“When I joined the army, I took an oath. I swore to defend my country, no matter what, as well as my friends next to me. And, that is what I did.”
What makes a hero: Could any one of us match the courage and strength of First Sergeant Yogev Ofir, then the 22-year-old commander of a unit in the Nahal Infantry Brigade? His unit was ambushed in Gaza, killing two soldiers and seriously wounding 15 others.
Yogev was the last man standing, despite his own grievous wounds, after dragging his injured comrades to safety. The force was attacked from all directions, but Yogev noticed a narrow corridor through which he began evacuating as many of his wounded men as possible.
When he ran out of ammunition, he took that of his wounded comrades so he could persist in providing cover for his evacuation efforts. He continued to treat and encourage the wounded fighters.
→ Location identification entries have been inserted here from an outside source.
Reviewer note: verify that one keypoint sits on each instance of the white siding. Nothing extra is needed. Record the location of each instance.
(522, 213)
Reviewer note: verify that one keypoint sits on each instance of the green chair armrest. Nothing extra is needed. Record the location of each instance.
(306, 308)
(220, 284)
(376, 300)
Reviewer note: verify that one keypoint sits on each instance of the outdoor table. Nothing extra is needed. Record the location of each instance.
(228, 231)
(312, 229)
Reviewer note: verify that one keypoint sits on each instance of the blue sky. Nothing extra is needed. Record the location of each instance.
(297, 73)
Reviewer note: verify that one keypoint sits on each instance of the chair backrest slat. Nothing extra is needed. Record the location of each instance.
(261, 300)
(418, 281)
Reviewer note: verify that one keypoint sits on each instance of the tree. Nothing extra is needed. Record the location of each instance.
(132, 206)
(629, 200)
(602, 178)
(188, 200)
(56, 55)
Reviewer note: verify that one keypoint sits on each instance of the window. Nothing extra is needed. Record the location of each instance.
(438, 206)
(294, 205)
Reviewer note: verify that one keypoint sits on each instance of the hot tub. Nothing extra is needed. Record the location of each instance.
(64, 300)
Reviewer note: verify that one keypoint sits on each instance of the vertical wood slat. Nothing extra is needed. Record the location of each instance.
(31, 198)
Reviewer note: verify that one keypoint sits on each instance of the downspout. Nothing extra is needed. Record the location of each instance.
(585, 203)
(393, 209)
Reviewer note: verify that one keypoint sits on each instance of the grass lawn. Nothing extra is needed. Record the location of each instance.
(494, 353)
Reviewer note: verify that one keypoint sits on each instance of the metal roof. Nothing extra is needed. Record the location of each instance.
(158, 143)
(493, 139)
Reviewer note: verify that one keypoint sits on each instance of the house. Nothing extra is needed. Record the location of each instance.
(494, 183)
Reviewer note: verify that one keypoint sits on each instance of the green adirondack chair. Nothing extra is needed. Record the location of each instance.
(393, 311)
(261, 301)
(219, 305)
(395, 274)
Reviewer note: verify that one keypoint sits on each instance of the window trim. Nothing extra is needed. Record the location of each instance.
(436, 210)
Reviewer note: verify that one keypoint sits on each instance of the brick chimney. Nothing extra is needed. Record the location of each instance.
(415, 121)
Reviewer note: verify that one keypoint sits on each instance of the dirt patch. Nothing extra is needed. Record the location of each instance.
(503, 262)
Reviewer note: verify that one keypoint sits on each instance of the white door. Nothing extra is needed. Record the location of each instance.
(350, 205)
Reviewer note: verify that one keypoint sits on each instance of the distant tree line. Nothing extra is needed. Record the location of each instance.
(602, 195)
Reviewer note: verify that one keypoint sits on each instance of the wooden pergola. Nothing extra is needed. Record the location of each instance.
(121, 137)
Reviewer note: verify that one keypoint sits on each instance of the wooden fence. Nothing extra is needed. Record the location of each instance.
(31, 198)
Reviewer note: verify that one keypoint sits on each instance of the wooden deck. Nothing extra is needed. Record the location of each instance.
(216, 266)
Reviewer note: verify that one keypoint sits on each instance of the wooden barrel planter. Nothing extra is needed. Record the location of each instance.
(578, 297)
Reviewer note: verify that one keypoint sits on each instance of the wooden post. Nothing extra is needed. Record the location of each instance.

At the same time, he returned fire, even though he himself had been wounded during the fierce battle.
When Yogev finally reached the evacuation crew, he collapsed from exhaustion. He had shrapnel wounds all over his body, and was unable to move his left leg. He has worked hard at Beit Halochem to regain his strength and mobility. He is an enthusiastic member of the Beit Halochem Wall Climbing Club, he has overcome his earlier fears of being wheelchair bound.
He also suffers from PTSD, which brings him back again and again to the same battle. It remains engraved in his soul. “I wake in the middle of the night … with a recurrent nightmare – lots of blood, lots of noise. I have to accept that this is part of my life,” he muses. “Things are okay – I am very optimistic.”
For his courageous actions, Yogev Ofir was decorated by Lt. General Benny Ganz, Chief of Staff of the IDF at the time.